Vítimas de Toda Espécie
Só durante o período colonial relata-se que cinqüenta e nove pessoas foram queimadas na estaca no Peru. As acusações incluíam blasfêmia, bruxaria, bigamia, a posse de uma Bíblia na língua comum do povo, apostasia, professar uma fé não católica. Até mesmo membros de posição elevada dentre o clero não foram isentos. Em 13 de abril de 1578, o Frei Francisco de la Cruz foi queimado na estaca por ensinar que a Igreja era culpada da prática de comprar e vender posições oficiais na Igreja; que se devia abolir a confissão auricular; que os monges e os clérigos se deviam casar, e que as Escrituras Sagradas deviam estar disponíveis na língua comum.
Em 29 de outubro de 1581, o pirata inglês, Capitão John Oxnem e dois membros de sua tripulação foram queimados vivos, não, não por pirataria nos altos mares, mas por serem luteranos. Em 17 de novembro de 1595, o português Juan Fernando de las Heras e três de seus compatriotas foram queimados vivos, tendo sido acusados de “judeus judaizantes”. Observavam o sábado do sétimo dia.
A punição dos condenados era transformada em evento público, realizado com solenidade e pompa. Começando às primeiras horas da manhã, o auto-da-fé durava até tarde da noite. O clero e os cidadãos proeminentes procuravam os lugares da “primeira fileira”, os melhores para contemplar os condenados em seus últimos momentos de agonia no fogo. Os brados e aplausos da turba fanática com freqüência abafavam os gritos das vítimas.
A Sede do “Santo Ofício” em Lima
Poucos visitantes de Lima estão a par da história daquele edifício provido de empena, com seis colunas em estilo greco-romano que dá para a Plaza Bolívar, pouco distante de uma das avenidas mais movimentadas da cidade. Pode-se entrar dentro de suas quietas dependências e ver a Biblioteca da Câmara dos Deputados; examinar os documentos amarelados assinados por homens proeminentes do início da República, Simón Bolar, José de la Mar e outros; pode-se ficar maravilhado com o teto de mogno intrincadamente esculpido; e contudo não ter a menor suspeita quanto ao uso original do edifício.

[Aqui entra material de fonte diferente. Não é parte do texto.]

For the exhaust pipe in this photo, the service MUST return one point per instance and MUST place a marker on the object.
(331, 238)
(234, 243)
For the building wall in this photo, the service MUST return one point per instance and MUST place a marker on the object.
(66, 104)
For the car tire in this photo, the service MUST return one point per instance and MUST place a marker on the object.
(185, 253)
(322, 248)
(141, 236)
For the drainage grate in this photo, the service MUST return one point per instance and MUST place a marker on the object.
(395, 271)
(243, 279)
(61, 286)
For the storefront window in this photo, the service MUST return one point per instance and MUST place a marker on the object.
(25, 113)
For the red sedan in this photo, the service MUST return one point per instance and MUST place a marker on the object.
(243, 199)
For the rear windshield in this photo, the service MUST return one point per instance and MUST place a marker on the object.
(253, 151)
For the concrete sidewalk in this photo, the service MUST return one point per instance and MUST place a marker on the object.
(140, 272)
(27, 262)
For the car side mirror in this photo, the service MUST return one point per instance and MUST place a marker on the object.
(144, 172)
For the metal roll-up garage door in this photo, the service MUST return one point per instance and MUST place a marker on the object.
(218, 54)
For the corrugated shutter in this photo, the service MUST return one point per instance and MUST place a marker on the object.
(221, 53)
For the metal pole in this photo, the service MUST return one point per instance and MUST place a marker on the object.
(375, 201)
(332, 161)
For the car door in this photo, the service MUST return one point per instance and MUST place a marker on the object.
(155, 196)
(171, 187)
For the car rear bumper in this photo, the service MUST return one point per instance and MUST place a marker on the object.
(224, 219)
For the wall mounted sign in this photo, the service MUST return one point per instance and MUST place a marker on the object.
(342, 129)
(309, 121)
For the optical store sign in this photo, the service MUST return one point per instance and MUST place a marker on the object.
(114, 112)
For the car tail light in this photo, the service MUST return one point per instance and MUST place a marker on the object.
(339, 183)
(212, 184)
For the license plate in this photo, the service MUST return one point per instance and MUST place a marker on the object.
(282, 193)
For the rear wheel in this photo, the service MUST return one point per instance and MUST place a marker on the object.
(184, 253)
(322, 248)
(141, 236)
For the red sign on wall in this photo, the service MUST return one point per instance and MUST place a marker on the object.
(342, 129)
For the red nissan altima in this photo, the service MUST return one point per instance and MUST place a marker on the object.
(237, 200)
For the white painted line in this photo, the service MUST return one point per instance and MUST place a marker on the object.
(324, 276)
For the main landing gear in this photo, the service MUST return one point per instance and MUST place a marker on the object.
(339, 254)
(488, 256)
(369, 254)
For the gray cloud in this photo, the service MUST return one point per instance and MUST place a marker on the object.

Mas, lá em setembro de 1813, os cidadãos de Lima sabiam tudo sobre aquela sede da Inquisição no Peru. Isto se deu quando o Vice-rei Abascal publicou o decreto oficial da corte assinado em Cádis, em 22 de fevereiro do mesmo ano, abolindo o “Santo Ofício”. Dando vazão ao seu ódio e às suas frustrações contidas, invadiram e saquearam o edifício. Desse modo, também, obtiveram sólida evidência dos boatos sobre os horrores que ocorriam ali dentro. Alguns dos itens descobertos foram:
Um crucifixo do tamanho natural com uma cabeça móvel que podia ser manipulada por cordões de detrás de uma cortina de veludo verde. Muitas vítimas crédulas devem ter imaginado que o próprio Cristo interviera contra elas.
Uma mesa, de dois e meio por dois metros, com um grande guincho movido a roda. As vítimas eram colocadas nela e literalmente esticadas até que as juntas e os ligamentos não mais podiam resistir.
Junto a uma parede havia troncos em que se prendiam a cabeça e as mãos enquanto se chibateava a vítima por detrás sem que chegasse a ver seu atormentador. Na parede, chicotes de corda com nós e de fio metálico.
Uma túnica de tortura feita de fio metálico trançado com centenas de pinçasinhas para atormentar a carne ao mais leve movimento muscular de quem a usava.
Outros instrumentos mortíferos incluíam tenazes para usar na língua, roscas para triturar os dedos, e assim por diante.
Pode-se ainda ver o lugar em que os acusados desorientados e aterrorizados se punham diante dos inquisidores; a grossa porta de madeira com seu buraquinho que revelava apenas o olho do acusador anônimo; a parede original da cela de detenção, em que a escrita nítida do homem instruído e os rabiscos quase ilegíveis do homem pobre registram seus clamores de inocência, seus gritos silenciosos por justiça.